Antibiotics are sometimes used prophylactically: For example, during the 2001 anthrax attacks scare in the United States, patients who were believed to be exposed were given ciprofloxacin. Similarly, the use of antibiotic ointments on burns and other wounds is prophylactic.
Antimalarials such as chloroquine are used both in treatment and as prophylaxis by visitors to countries where malaria is endemic to prevent the development of the parasitic plasmodium which cause malaria.
Professional cleaning of the teeth is dental prophylaxis.
Daily and moderate physical exercise in various forms can be called prophylactic because it can maintain or improve one's health. Cycling for transport appears to very significantly improve health by reducing risk of heart diseases, various cancers, muscular- and skeletal diseases and overall mortality.

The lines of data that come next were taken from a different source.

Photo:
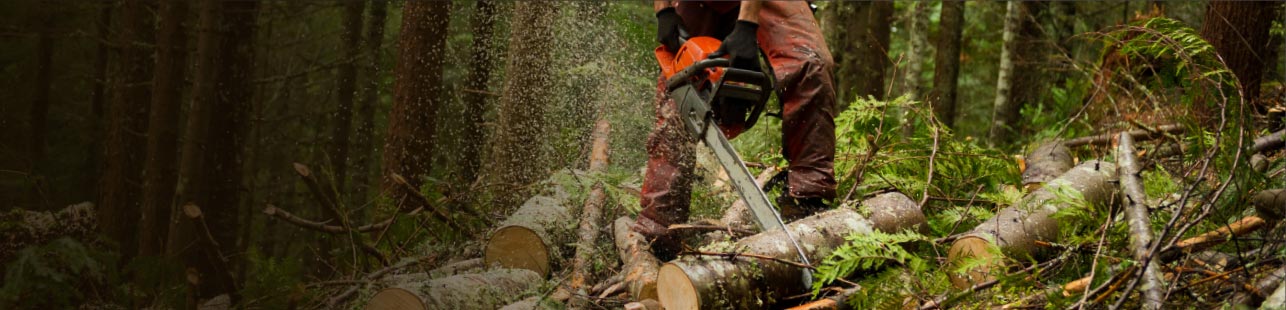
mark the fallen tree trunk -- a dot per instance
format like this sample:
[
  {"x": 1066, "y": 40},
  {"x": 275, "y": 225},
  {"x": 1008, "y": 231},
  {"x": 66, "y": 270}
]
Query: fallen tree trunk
[
  {"x": 489, "y": 290},
  {"x": 638, "y": 265},
  {"x": 1015, "y": 230},
  {"x": 533, "y": 236},
  {"x": 1140, "y": 224},
  {"x": 1044, "y": 164},
  {"x": 758, "y": 278},
  {"x": 22, "y": 228}
]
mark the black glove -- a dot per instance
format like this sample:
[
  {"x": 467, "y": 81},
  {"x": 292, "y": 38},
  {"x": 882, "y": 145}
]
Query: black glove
[
  {"x": 741, "y": 46},
  {"x": 668, "y": 27}
]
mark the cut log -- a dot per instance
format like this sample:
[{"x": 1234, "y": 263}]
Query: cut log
[
  {"x": 1044, "y": 164},
  {"x": 531, "y": 238},
  {"x": 742, "y": 282},
  {"x": 1015, "y": 230},
  {"x": 590, "y": 214},
  {"x": 638, "y": 265},
  {"x": 21, "y": 228},
  {"x": 1140, "y": 224},
  {"x": 488, "y": 290}
]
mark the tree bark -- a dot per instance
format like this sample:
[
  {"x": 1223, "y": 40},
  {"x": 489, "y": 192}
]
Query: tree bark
[
  {"x": 417, "y": 95},
  {"x": 489, "y": 290},
  {"x": 120, "y": 189},
  {"x": 1014, "y": 230},
  {"x": 518, "y": 152},
  {"x": 947, "y": 62},
  {"x": 1140, "y": 224},
  {"x": 1239, "y": 32},
  {"x": 476, "y": 102},
  {"x": 346, "y": 91},
  {"x": 365, "y": 135},
  {"x": 1019, "y": 80},
  {"x": 742, "y": 282},
  {"x": 162, "y": 152}
]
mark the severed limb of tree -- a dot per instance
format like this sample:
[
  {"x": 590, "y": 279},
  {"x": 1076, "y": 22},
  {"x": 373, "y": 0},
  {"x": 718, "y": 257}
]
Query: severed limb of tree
[
  {"x": 638, "y": 265},
  {"x": 1140, "y": 224},
  {"x": 1044, "y": 164},
  {"x": 1015, "y": 230},
  {"x": 745, "y": 272},
  {"x": 1141, "y": 134},
  {"x": 590, "y": 214},
  {"x": 489, "y": 290}
]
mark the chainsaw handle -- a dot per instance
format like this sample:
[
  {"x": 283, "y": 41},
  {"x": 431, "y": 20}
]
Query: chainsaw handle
[{"x": 683, "y": 75}]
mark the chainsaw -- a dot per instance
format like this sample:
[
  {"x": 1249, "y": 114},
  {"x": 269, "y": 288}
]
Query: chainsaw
[{"x": 718, "y": 102}]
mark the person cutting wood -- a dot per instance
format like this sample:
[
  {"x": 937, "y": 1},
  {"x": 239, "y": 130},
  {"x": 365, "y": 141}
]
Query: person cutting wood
[{"x": 801, "y": 64}]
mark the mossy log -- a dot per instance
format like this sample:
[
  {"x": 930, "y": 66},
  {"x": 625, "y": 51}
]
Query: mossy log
[
  {"x": 533, "y": 236},
  {"x": 1044, "y": 164},
  {"x": 21, "y": 228},
  {"x": 638, "y": 265},
  {"x": 489, "y": 290},
  {"x": 1015, "y": 230},
  {"x": 742, "y": 282}
]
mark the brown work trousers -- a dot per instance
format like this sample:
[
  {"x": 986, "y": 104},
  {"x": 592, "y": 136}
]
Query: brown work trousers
[{"x": 801, "y": 64}]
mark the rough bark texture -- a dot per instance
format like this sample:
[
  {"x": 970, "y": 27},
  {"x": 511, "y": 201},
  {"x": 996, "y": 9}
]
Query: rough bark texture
[
  {"x": 592, "y": 212},
  {"x": 638, "y": 265},
  {"x": 518, "y": 151},
  {"x": 489, "y": 290},
  {"x": 1044, "y": 164},
  {"x": 1016, "y": 229},
  {"x": 947, "y": 62},
  {"x": 1019, "y": 71},
  {"x": 533, "y": 236},
  {"x": 1140, "y": 224},
  {"x": 21, "y": 228},
  {"x": 417, "y": 95},
  {"x": 365, "y": 135},
  {"x": 1239, "y": 32},
  {"x": 161, "y": 174},
  {"x": 704, "y": 282},
  {"x": 120, "y": 185},
  {"x": 346, "y": 91}
]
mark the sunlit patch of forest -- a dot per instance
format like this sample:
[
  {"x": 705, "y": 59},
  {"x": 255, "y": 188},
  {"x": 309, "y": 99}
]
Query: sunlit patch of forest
[{"x": 490, "y": 153}]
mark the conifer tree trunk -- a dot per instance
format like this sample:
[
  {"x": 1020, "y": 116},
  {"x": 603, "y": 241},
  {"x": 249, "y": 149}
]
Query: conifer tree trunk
[
  {"x": 1239, "y": 31},
  {"x": 417, "y": 95},
  {"x": 162, "y": 152},
  {"x": 120, "y": 189},
  {"x": 346, "y": 91},
  {"x": 518, "y": 144},
  {"x": 365, "y": 135},
  {"x": 475, "y": 97},
  {"x": 947, "y": 62}
]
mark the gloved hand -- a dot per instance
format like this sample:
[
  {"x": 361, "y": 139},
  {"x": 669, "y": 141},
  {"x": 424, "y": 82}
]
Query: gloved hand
[
  {"x": 668, "y": 27},
  {"x": 741, "y": 46}
]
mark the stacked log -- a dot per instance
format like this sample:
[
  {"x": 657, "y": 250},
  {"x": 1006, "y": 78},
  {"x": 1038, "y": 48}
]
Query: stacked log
[
  {"x": 745, "y": 282},
  {"x": 1015, "y": 230}
]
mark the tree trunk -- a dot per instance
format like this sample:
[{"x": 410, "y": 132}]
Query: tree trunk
[
  {"x": 534, "y": 236},
  {"x": 205, "y": 233},
  {"x": 1014, "y": 230},
  {"x": 346, "y": 91},
  {"x": 742, "y": 282},
  {"x": 489, "y": 290},
  {"x": 1239, "y": 32},
  {"x": 476, "y": 91},
  {"x": 417, "y": 95},
  {"x": 365, "y": 135},
  {"x": 126, "y": 117},
  {"x": 518, "y": 152},
  {"x": 864, "y": 49},
  {"x": 947, "y": 62},
  {"x": 1020, "y": 70},
  {"x": 162, "y": 152}
]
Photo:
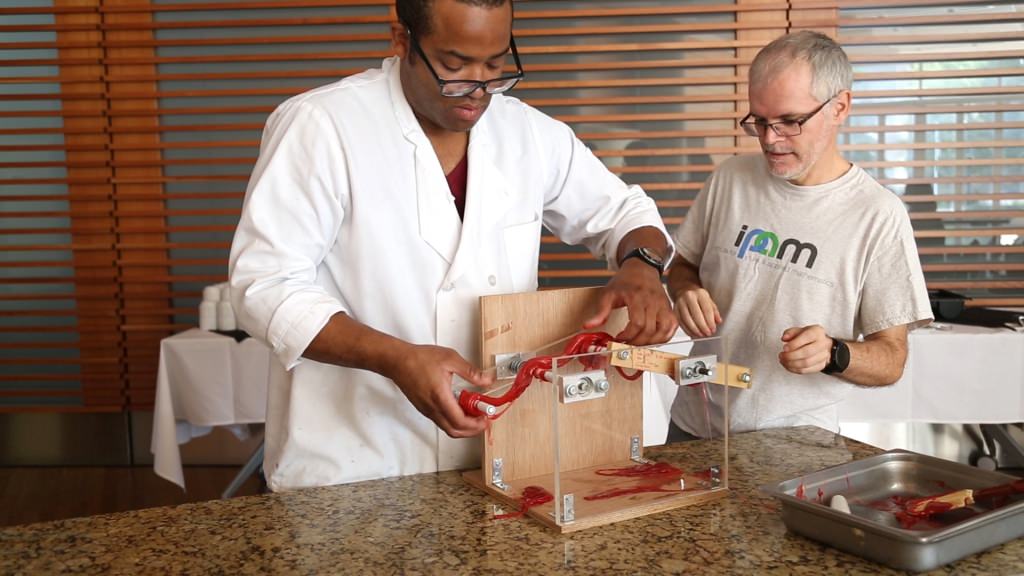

Prophylaxis may be administered as vaccine. Prophylactic vaccines include: PEP, nPEP, PREP, or nPREP. PEP stands for post-exposure prophylaxis used in an occupational setting. nPEP is non-occupational post-exposure prophylaxis. nPEP may be used in a recreational setting e.g. during intercourse if the condom breaks and one partner is HIV-positive, nPEP will help to decrease the probability of spread of infection of HIV. PREP is often used in occupational settings e.g. in hospital staff to prevent the spread of HIV or Hepatitis C from patient to staff. nPREP is a measure taken before exposure but in a non-occupational setting (non-occupational Pre-exposure prophylaxis) e.g. injection drug users may seek nPREP vaccinations.